Back up your important stuff, scan for malware with every programs you trust (i suggest AntiVir and AdAware), defrag your hard drive and run checkdisk, and collect error messages.

There are boards for windows issues like this one is for fish. One of them that I find helpful is http://www.windowsbbs.com/

Tracking down the issue is going to be a real PITA, but better than blowing up the computer.


----------



## Kurtfr0 (Nov 2, 2008)

emc7 said:


> Back up your important stuff, scan for malware with every programs you trust (i suggest AntiVir and AdAware), defrag your hard drive and run checkdisk, and collect error messages.
> 
> There are boards for windows issues like this one is for fish. One of them that I find helpful is http://www.windowsbbs.com/
> 
> Tracking down the issue is going to be a real PITA, but better than blowing up the computer.


as a 17 year old, I have NOTHING really important on this comp. I do plan to buy a new desktop instead od this crappy lappy.

I do have norton? and Mcfee they detect nothing. But thank you all of you for your help. I'll try this out if it doesnt work I guess I will just deal with it.


----------



## Kurtfr0 (Nov 2, 2008)

ALRIGHT! downloaded it and BAM works on a video that didn't work before!!
WOOT. Thank you sooo muchh Peeps <33333333


----------



## guppyart (Jan 22, 2005)

AVG is another good spyware/malware scanning program thats free http://www.avg.com/?ctype=ps3925e I have found it catches things that neither norton of mcfee found and its free, also doesn't kill your cpu when you run it, norton is useless and crashes computers more often then not, mcfee meh they both take a massive amount of system resources. but truthfully you should never actually have spyware and stuff if you are smart with what you download and access with your computer.

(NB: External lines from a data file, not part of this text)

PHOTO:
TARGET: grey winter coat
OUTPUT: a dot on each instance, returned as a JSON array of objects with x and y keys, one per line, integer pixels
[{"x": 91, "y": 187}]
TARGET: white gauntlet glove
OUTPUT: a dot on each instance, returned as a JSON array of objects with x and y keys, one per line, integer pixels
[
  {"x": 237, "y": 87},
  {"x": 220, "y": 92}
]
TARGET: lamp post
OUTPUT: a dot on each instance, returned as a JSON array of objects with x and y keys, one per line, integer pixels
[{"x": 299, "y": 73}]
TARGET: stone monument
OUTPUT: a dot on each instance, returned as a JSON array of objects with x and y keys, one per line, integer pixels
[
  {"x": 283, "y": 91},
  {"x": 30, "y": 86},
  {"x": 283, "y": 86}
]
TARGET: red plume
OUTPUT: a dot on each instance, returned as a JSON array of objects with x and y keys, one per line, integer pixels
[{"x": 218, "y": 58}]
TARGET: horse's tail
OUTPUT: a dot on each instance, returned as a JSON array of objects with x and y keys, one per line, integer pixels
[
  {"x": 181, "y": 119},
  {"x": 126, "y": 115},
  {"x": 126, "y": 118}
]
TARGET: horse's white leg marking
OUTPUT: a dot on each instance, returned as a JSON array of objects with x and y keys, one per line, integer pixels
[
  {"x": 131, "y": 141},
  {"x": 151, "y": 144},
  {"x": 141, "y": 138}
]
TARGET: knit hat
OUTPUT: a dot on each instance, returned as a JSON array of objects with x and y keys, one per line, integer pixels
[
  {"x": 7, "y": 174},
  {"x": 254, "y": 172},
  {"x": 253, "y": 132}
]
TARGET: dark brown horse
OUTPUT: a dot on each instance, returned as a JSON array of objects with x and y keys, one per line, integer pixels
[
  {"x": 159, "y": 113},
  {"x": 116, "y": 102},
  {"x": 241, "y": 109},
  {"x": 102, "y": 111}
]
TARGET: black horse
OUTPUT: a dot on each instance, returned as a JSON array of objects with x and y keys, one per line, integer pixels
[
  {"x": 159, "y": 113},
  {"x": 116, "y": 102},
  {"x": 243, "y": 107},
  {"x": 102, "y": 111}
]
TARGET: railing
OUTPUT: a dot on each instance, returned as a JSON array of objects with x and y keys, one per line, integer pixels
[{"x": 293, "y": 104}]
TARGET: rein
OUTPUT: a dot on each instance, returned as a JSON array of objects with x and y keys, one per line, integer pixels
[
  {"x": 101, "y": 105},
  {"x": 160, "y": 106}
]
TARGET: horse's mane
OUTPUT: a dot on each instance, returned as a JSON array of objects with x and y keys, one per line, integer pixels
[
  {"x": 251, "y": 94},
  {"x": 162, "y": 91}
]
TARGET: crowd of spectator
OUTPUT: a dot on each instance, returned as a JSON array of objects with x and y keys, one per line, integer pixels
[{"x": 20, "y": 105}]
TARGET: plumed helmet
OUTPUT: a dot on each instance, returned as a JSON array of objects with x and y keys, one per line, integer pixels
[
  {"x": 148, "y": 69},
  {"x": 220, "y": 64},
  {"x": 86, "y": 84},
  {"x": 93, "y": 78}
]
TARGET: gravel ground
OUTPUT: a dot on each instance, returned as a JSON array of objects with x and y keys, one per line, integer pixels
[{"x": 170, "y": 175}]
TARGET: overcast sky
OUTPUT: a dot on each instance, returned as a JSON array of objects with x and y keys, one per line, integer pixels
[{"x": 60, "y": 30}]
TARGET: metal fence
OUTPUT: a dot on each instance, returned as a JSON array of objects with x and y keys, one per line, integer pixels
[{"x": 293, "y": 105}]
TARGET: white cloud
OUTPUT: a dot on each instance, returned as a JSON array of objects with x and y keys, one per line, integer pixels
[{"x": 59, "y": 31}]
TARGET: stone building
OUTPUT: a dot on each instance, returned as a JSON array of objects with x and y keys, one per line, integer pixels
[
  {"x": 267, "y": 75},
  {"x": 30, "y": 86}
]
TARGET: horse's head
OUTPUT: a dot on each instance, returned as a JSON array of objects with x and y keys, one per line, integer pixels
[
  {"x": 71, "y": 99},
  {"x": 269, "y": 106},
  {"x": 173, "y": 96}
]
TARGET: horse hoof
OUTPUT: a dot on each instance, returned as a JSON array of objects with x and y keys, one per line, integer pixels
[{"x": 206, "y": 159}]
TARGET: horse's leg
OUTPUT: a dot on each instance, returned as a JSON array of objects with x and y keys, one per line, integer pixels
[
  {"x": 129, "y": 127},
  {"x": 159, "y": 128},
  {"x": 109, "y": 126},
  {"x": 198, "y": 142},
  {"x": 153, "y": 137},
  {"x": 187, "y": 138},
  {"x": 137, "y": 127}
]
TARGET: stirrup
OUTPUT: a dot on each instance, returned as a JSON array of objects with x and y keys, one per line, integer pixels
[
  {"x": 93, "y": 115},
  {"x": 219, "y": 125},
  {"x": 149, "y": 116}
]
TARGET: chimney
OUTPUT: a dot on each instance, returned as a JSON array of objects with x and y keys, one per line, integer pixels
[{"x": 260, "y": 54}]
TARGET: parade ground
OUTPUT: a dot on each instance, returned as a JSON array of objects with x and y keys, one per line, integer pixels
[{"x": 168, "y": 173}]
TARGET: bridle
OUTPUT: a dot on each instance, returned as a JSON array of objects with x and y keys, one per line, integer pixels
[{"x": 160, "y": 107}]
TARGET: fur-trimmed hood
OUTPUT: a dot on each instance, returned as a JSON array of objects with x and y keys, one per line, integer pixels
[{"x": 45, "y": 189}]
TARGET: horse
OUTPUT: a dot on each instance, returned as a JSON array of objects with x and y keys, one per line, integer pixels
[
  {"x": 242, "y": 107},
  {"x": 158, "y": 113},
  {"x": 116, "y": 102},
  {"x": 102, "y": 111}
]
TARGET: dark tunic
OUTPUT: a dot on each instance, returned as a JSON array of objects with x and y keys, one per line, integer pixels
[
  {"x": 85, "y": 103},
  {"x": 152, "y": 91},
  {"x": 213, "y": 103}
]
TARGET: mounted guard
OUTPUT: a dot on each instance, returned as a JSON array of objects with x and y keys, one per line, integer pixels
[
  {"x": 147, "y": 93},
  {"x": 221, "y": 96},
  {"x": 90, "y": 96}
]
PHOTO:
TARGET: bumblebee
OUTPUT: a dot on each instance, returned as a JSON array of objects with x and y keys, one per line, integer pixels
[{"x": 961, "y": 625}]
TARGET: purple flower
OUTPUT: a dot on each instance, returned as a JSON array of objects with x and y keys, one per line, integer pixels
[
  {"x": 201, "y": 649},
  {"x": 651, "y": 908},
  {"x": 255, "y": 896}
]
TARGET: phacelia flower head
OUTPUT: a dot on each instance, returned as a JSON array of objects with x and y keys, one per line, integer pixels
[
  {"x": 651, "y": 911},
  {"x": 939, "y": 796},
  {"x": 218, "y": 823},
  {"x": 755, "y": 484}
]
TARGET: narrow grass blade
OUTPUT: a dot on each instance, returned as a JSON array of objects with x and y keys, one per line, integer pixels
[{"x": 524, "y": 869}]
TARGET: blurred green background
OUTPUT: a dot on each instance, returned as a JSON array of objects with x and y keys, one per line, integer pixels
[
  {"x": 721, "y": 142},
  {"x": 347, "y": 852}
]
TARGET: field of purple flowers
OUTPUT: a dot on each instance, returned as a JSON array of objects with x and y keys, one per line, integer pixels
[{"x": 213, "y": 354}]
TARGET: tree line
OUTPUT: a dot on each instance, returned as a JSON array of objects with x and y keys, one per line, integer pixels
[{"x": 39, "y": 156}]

VLC pretty much plays any type of file ive only once had a file and thats the files realplayer creates when you download youtube videos with the realplayer downloader that is only usable with realplayer itself.


----------



## emc7 (Jul 23, 2005)

Norton and McAffee both work and both are system hogs. IME they don't play nice with each other. A computer with both gets random errors and crashes until one or the other is removed completely with a removal tool.


----------



## Kurtfr0 (Nov 2, 2008)

Im sorry I didnt say that right i have mcAFEE i thought i had both. guess not.


----------



## trashion (Aug 24, 2007)

guppyart said:


> or just use vlc media player and solve alllll your problems


qft!


----------